The molecule that we have validated, BRD0705, is still a tool compound; it’s not a drug yet. The big goal of the project, which we have recently published in Science Translational Medicine, was to find chemicals (small molecules) that target the alpha and not the beta isoforms of GSK-3. In my opinion, BRD0705 is the best molecule we have today that does just that. The next step is to use medicinal chemistry to make that molecule a proper drug. Academic groups are good at finding lead molecules but many millions of dollars and a lot of effort is necessary to optimise a lead compound for delivery to human patients. BRD0705 has been licensed to a company, and that work is underway. The information we published included the compound structures so that chemists can synthesise the molecule themselves and study them too. That’s one of the beauties of sharing and having data in the public domain; it gives that information to the community broadly to expedite progress for the patients we treat.
How does your clinical patient care as a paediatric oncologist inform your discoveries in the lab?
In addition to running my laboratory, I take care of children with cancer, most typically leukaemia, at the Dana-Farber Cancer Institute and Boston Children’s Hospital. My clinical work is a constant reminder of why I’m doing what I’m doing in the laboratory. The bedside care is an inspiration like no other to work harder in the lab. These children are in urgent need of better therapies. Right now, I’m involved in leading a multi-institution study that’s right at the edge of the clinic and the lab. We are sequencing samples from patients across the U.S. with relapsed or refractory leukaemia or very high-risk subsets of newly diagnosed leukaemia. The goal of the study is to determine the feasibility of rapidly sequencing leukaemia promoting genes in individual patient samples and matching these mutations to targeted drugs. For a number of the children in the study, this type of sequencing has informed a change in their therapy.
In your own lab, what are you working on now that’s new, different and promising?
I am very excited about using the new and very powerful CRISPER technology to systematically define the Achilles heels in AML cells. Our lab is now aggressively validating candidate drug targets that have emerged from these genome-wide CRISPR screens.
What’s the one thing you’d like to achieve in your research career?
For me the Holy Grail would be that a discovery made in our lab has a strong impact on curing patients with cancer.
For me, there is nothing more gratifying than working with children with cancer. It is a real honour. It is truly remarkable now that I have been in this profession for many years, to see them grown up – adults, married with their own children and pursuing exciting careers. These are moments to treasure.

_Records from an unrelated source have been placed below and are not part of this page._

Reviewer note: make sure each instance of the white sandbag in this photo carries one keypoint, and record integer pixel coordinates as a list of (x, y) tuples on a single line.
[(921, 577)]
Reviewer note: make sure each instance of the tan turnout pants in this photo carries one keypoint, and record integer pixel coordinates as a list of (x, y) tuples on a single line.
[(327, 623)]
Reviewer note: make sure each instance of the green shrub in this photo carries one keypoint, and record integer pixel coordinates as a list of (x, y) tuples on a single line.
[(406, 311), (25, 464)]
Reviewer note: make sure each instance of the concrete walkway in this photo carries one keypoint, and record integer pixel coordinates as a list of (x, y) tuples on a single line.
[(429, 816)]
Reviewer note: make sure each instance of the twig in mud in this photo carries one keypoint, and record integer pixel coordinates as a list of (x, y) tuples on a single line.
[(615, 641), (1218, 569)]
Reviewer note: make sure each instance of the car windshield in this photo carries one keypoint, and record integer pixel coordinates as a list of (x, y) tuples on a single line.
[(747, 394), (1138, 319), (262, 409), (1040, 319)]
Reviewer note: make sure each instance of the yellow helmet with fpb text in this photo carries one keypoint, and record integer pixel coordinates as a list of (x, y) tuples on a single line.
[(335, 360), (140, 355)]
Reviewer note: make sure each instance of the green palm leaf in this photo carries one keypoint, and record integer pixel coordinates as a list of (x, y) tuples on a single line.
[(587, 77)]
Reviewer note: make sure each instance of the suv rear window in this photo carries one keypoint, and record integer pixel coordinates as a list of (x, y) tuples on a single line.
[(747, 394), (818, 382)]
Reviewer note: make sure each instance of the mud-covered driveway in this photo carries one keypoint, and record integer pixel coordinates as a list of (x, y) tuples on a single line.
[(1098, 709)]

I am very excited about new opportunities in cancer discovery. It has been an amazing time in terms of advancements in technologies. From sequencing genomes to deleting genes one by one with CRISPR, I believe that these advances will enable discoveries that change how we treat patients with leukaemia. I am also excited about new classes of drugs that perturb the epigenome. And, of course, while not a focus of my own work, there is a lot of excitement about the promise of other new therapeutic approaches such as the application of immunotherapy.